Dans la région des Savanes, les courses-poursuites et les rackets orchestrés par certains éléments des forces de l’ordre sur les routes deviennent monnaie courante. Mercredi, à Gousiesse, dans le canton de Lotogou, une chasse au « trafiquant » de carburant a viré à la tragédie, créant un climat de défiance entre la population et les forces de sécurité.
Mercredi matin, un drame est venu secouer le calme apparent du village de Gousiesse, frontalier du Ghana, dans la commune de Tône 3. Deux policiers du poste de police de Tami, en chasse d’un jeune meunier revenant du Ghana avec du carburant destiné à faire fonctionner son moulin, ont violemment percuté un homme d’une cinquantaine d’années qui marchait sur le bord de la route.
Transporté d’urgence au centre de santé de Nabonga, il a succombé à ses blessures quelques minutes plus tard.
L’annonce de sa mort a provoqué une vague d’indignation dans le village. Très vite, des jeunes en colère ont investi la résidence du chef canton de Lotogou, avant de se rendre à la gendarmerie de Warkambou et à la mairie de Tône 3.
Malgré les appels au calme du secrétaire général de la mairie et des forces de l’ordre, la tension n’a cessé de monter. Deux camions de gendarmes ont finalement été dépêchés en renfort pour éviter un embrasement total.
L’incident de Gousiesse lève le voile sur un problème majeur dans la région des Savanes : l’accès au carburant. « Il n’y a pas une seule station-service dans toute la commune de Tône 3. Les motos doivent rouler, les moulins doivent fonctionner. Nous avons besoin de carburant pour des urgences », s’indigne un habitant.
Pour s’approvisionner légalement, il faut parcourir près de 50 kilomètres. Mais ceux qui franchissent la frontière ghanéenne voisine pour acheter du carburant s’exposent systématiquement aux contrôles et aux rackets policiers.
« Nous sommes fatigués ! À la moindre occasion, ils t’arrêtent, te menacent et prennent de l’argent », dénonce un autre jeune du village. Cette situation, loin d’être isolée, est dénoncée depuis plusieurs mois par les populations de la région.
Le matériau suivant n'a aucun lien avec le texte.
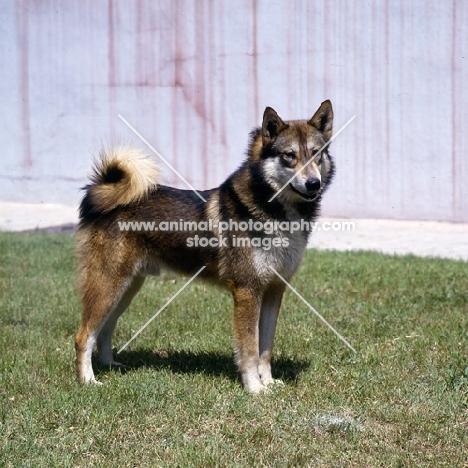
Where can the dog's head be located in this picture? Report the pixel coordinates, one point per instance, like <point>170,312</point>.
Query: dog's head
<point>293,156</point>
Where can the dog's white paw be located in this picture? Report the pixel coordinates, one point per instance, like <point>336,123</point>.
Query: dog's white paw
<point>270,383</point>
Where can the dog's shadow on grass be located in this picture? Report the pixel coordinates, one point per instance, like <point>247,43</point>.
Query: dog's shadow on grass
<point>210,363</point>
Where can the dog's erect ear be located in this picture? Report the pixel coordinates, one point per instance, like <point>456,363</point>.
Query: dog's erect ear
<point>272,125</point>
<point>323,119</point>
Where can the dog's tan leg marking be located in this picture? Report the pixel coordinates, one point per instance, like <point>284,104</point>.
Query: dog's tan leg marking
<point>246,317</point>
<point>268,317</point>
<point>104,339</point>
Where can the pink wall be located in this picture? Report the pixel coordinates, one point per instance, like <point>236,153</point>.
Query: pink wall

À la mi-août, des jeunes de Nano avaient haussé le ton contre ces pratiques abusives.
Depuis trois ans, la région des Savanes est sous la menace des incursions de groupes armés non étatiques, justifiant la mise en place d’un état d’urgence sécuritaire depuis juin 2022. Dans ce contexte, la collaboration entre la population et les forces de défense et de sécurité (FDS) est essentielle. Pourtant, les abus de certains agents viennent détériorer cette relation fragile.
En mars 2024, l’évêque du diocèse de Dapaong dénonçait déjà ces pratiques de racket qui nuisent aux efforts de sécurisation du territoire. L’incident de Gousiesse en est une nouvelle illustration. Si les autorités appellent à une confiance mutuelle entre civils et forces de l’ordre, ces comportements sapent progressivement les bases de cette coopération.
Face à la colère des habitants, le procureur a ordonné l’inhumation rapide de la victime, promettant de prendre l’affaire en main. Les deux policiers impliqués auraient été placés en détention. Mais cela suffira-t-il à apaiser les tensions et à restaurer la confiance ?
Dans une région éprouvée par plusieurs années d’état d’urgence, chaque nouvel abus des forces de l’ordre creuse un peu plus le fossé entre le peuple et son armée.